To add options to the Unload command, use the UnloadOptions Property File option. You can set the following options:
DELIMITER
A single ASCII character to separate fields in the input file. You can use characters such as pipe (|), tilde (~), or a tab (\t). The delimiter you specify should not be a part of the data. If the delimiter is a part of data, use ESCAPE to read the delimiter character as a regular character. Default is \036, the octal representation of the non-printable character, record separator.
ESCAPE
You can add an escape character for CHAR and VARCHAR columns in delimited unload files before occurrences of the following characters:
- Linefeed \n
- Carriage return \r
- Delimiter character specified for the unloaded data
- Escape character \
- Single- or double-quote character
Default is OFF.
PARALLEL
The Unload command writes data in parallel to multiple files, according to the number of slices in the cluster. Default is ON. If you turn the Parallel option off, the Unload command writes data serially. The maximum size of a data file is 6.5 GB.
AWS_IAM_ROLE
Specify the Amazon Redshift Role Resource Name (ARN) to run the on installed on an Amazon EC2 system in the following format: AWS_IAM_ROLE=arn:aws:iam::<account ID>:role/<role-name>
For example: arn:aws:iam::123123456789:role/redshift_read
ADDQUOTES
ADDQUOTES is implemented with the UNLOAD command by default. Do not specify the ADDQUOTES option in the advanced source properties. The Unload command adds quotation marks to each data field. With added quotation marks, the UNLOAD command can read data values that contain the delimiter. If double quote (") is a part of data, use ESCAPE to read the double quote as a regular character.
Partitioning
When you read data from Amazon Redshift, you can configure partitioning to optimize the mapping performance at run time.

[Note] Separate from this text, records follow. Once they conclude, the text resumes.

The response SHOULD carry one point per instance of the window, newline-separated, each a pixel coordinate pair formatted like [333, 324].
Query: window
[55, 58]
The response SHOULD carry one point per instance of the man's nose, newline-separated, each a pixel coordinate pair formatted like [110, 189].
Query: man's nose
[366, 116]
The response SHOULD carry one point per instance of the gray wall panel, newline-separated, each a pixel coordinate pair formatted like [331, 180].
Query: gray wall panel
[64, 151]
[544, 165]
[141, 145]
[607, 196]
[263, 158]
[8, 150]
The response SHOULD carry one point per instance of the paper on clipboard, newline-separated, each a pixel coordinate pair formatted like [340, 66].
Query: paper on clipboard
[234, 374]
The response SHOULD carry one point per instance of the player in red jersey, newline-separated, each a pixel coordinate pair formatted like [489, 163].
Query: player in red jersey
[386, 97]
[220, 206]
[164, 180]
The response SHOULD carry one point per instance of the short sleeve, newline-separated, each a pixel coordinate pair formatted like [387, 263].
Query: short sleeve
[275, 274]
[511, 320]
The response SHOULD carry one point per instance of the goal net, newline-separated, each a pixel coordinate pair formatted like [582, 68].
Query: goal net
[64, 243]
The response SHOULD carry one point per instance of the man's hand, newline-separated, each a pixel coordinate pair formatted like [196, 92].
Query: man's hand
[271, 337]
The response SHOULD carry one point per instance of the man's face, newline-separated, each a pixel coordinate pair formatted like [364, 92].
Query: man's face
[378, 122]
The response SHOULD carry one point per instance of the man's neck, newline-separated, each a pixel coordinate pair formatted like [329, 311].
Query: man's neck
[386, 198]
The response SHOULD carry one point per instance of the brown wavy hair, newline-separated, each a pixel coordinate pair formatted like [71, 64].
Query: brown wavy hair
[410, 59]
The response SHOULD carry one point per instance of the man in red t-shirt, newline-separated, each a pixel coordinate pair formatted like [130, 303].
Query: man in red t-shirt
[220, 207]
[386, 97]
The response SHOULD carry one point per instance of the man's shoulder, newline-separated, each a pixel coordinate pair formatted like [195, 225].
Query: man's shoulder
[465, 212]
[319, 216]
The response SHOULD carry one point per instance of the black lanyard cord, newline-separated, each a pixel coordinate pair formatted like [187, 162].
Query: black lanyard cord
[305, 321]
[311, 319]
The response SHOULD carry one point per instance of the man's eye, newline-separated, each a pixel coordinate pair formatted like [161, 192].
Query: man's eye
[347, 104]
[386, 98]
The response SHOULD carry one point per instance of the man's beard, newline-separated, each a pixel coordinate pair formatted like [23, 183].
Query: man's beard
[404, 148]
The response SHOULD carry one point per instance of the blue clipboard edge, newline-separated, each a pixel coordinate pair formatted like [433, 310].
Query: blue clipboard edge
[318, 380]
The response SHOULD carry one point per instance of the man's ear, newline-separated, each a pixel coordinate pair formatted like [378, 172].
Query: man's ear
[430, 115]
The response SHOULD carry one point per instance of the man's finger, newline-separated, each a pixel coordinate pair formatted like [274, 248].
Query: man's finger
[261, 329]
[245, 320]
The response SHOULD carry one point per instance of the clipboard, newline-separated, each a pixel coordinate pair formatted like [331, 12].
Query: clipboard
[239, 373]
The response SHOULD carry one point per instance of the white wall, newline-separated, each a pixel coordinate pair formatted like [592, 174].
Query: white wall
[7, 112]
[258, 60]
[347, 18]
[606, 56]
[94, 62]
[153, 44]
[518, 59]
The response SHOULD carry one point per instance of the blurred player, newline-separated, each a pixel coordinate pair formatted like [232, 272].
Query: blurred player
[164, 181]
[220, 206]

The partition type controls how the agent distributes data among partitions at partition points.
You can define the partition type as key range partitioning. Configure key range partitioning to partition Amazon Redshift data based on the value of a fields or set of fields. With key range partitioning, the Secure Agent distributes rows of source data based the fields that you define as partition keys. The Secure Agent compares the field value to the range values for each partition and sends rows to the appropriate partition.
Use key range partitioning for columns that have an even distribution of data values. Otherwise, the partitions might have unequal size. For example, a column might have 10 rows between key values 1 and 1000 and the column might have 999 rows between key values 1001 and 2000.
With key range partitioning, a query for one partition might return rows sooner than another partition. Or, one partition can return rows while the other partitions are not returning rows. This situation occurs when the rows in the table are in a similar order as the key range. One query might be reading and returning rows while the other queries are reading and filtering the same rows.
Note: The recommended maximum number of partitions is 32. If you configure more than 32 partitions, the mapping task might fail with a memory buffer error.